My husband and I are both fortunate enough to be able to work from home, which is incredibly challenging with daycare closed but we are doing our best to split childcare duties so that we can both continue to hit deadlines and dial into essential conference calls.
We have groceries and Friday night pizza delivered, along with essentials from Amazon.
We play in the yard when the weather cooperates. (Thank goodness for sunny days.)
When it does not, we play games, read books, do simple craft projects, build couch-cushion forts, and spend more time in front of screens than I would like to admit.
I’ve been okay through most of this. Not great, but okay.
I’ve cried here and there, mostly over commercials praising essential workers or when the parade of firetrucks from our small town drives by our house on the way to assist with a kid’s socially distanced birthday celebration. We miss seeing friends and family, the events that have been cancelled, and all the “normal” things we used to do. But all things considered, we are fine – we have food, money, and we are healthy.
But on a recent sunny weekday afternoon, COVID-19 finally broke me. My husband was readying our boys to go for a walk around the block. Socks and shoes, sweatshirts, and masks. As I watched my husband stretch a mask over the face of our sweet, cheery three-year-old, it all became too much.

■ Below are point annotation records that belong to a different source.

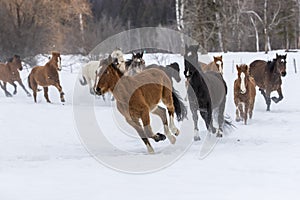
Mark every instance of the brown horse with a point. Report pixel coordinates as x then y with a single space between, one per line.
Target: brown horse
216 65
45 76
136 96
9 74
267 76
244 93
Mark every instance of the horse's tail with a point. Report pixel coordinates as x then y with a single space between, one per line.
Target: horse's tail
180 108
29 84
83 82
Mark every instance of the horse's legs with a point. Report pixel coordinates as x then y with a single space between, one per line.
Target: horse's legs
7 94
268 99
15 87
167 99
275 99
136 125
46 94
161 112
21 84
221 117
58 86
147 128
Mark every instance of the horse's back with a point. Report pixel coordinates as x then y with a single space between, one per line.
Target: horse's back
257 71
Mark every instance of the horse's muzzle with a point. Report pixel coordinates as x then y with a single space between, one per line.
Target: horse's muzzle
98 91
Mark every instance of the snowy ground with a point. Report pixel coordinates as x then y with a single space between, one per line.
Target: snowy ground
42 157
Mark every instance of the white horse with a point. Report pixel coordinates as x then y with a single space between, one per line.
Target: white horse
89 71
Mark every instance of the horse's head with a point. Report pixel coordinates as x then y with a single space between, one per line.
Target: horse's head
16 62
243 77
57 60
107 76
281 64
190 60
174 67
219 63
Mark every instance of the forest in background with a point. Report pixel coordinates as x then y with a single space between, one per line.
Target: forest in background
30 27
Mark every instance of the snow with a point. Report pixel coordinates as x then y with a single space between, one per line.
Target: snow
43 155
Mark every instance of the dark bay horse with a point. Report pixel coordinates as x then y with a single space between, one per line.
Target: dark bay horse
9 74
244 93
46 76
206 93
267 76
136 96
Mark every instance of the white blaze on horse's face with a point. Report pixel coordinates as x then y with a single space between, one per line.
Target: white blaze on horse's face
219 63
97 77
59 64
243 86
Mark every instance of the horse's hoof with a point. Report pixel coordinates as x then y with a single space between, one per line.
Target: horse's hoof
197 138
219 135
177 132
159 137
172 139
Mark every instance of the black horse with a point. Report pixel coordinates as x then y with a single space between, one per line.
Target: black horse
267 76
206 93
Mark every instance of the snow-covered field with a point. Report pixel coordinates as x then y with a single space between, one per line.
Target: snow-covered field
42 155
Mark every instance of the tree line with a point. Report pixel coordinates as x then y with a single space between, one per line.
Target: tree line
29 27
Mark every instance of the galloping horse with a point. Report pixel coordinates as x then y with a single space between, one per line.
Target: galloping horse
45 76
267 76
136 96
172 71
9 74
89 71
135 65
244 93
206 93
216 65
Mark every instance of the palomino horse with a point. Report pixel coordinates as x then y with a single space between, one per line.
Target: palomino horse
206 93
244 93
9 74
267 76
136 96
172 71
216 65
89 71
45 76
135 65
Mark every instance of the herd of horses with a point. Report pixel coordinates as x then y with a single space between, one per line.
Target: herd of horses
139 89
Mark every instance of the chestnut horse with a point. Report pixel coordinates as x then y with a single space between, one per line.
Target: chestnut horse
267 76
244 93
136 96
45 76
9 74
216 65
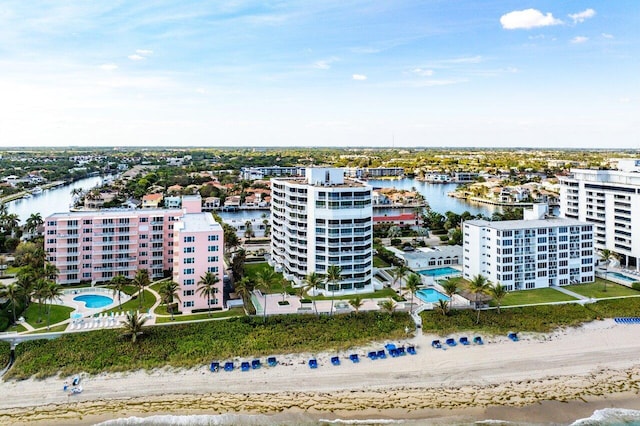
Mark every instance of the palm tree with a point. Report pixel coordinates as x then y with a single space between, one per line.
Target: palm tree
413 282
133 325
450 288
479 285
398 273
388 306
118 283
498 292
169 293
312 281
265 280
207 288
243 288
141 280
333 276
13 293
606 256
443 306
356 303
53 292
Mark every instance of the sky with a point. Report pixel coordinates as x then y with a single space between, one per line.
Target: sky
348 73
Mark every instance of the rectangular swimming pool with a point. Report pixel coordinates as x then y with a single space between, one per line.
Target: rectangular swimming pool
438 272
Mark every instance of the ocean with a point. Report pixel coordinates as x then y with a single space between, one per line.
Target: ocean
603 417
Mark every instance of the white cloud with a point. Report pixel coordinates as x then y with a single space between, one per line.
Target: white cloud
324 64
581 16
422 72
527 19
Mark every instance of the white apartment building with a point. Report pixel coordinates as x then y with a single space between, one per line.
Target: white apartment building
319 220
536 252
610 200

As my eyes filled with tears, my husband glanced my way, looked puzzled for a second and then quickly understood as I whispered, “I need you to take them.” He hurried the boys outside as I lost it, my tears quickly turning into heavy sobs – the kind that feel like they’ve been held in for a long time.
I hate the masks.
I hate seeing people walk down the street wearing them. I hate the half-covered faces in social media posts. I hate seeing my children wear them.
I hate the masks.
I hate them because they make me think of hospitals and death.
I hate them because I have trouble processing the reality that my boys may have to return to daycare with their teachers wearing them.

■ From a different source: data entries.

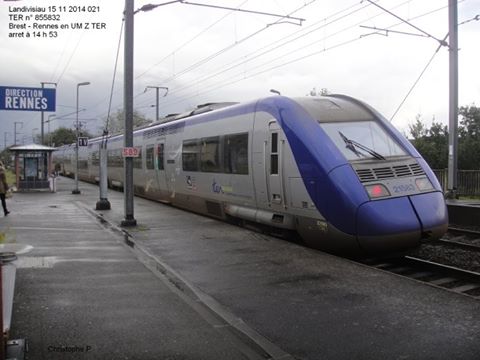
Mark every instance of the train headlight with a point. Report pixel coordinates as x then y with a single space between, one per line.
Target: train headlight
423 184
377 191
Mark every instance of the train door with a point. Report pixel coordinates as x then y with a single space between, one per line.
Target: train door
160 174
274 166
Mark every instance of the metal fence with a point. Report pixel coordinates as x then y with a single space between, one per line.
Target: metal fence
468 181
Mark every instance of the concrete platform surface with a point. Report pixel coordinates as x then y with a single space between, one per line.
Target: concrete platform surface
190 287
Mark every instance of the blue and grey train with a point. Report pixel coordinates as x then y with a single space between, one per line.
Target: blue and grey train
330 169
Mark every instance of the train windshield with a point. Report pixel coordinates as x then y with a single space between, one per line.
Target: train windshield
362 140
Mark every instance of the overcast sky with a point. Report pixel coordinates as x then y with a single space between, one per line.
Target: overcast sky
209 55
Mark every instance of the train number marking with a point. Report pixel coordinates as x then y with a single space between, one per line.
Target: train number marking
403 188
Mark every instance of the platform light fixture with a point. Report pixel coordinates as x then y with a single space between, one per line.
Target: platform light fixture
76 191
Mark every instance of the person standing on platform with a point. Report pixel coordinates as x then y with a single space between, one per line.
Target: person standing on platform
3 188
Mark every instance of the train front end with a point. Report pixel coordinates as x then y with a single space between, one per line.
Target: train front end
372 184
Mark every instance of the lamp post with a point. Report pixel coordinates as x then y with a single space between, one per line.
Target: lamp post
76 191
43 83
157 89
33 134
50 135
15 131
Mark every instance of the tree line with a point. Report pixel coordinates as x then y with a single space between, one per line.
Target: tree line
432 143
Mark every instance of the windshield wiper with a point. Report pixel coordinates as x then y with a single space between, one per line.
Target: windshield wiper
352 145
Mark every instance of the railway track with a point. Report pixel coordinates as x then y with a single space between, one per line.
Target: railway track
454 279
462 238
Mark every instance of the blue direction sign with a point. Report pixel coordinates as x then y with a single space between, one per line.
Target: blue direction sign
27 99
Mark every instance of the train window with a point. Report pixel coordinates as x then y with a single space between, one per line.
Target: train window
359 140
235 154
149 161
210 154
160 157
137 161
274 154
274 143
190 155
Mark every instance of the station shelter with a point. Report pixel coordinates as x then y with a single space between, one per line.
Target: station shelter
33 166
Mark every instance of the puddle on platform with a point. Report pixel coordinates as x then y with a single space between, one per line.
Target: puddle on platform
25 262
48 262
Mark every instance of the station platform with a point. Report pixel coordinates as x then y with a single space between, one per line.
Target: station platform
184 286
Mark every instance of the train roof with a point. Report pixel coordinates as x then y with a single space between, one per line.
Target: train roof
330 108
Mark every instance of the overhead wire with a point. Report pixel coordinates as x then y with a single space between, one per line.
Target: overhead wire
231 81
263 50
178 49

I hate them because the adorable crocodile-print one that brought me to tears was made by my cousin, a Broadway costume dresser, who’s currently out of a job.
I hate them because they are a reminder of all of the things we can’t do – visit relatives, go to baseball games, play at the playground, eat at a restaurant.
I hate them because they are an acknowledgement of the fact that we could get sick.
I hate them because I don’t know how long this all will last and it still feels like there are more questions than answers.
I hate them. But I don’t want my boys to hate them like I do.
I hurried them out of the house, not because I didn’t want them to see me cry — they’ve seen that, and it has started good conversations about the virus and how lucky we are to have people working to protect us while we stay safe at home.
I don’t want them to think that masks are bad. Because they’re not. They’re important and they can save lives.
And while they may symbolize all of the things we can’t do, they are also one of the pieces likely to help us regain our freedom and start to return to normal, even if that’s a new normal that looks a bit different than what we are used to.
So while I may hate them, we will wear them.
And fortunately, to three- and five-year-old boys, they are actually kind of fun, for now at least.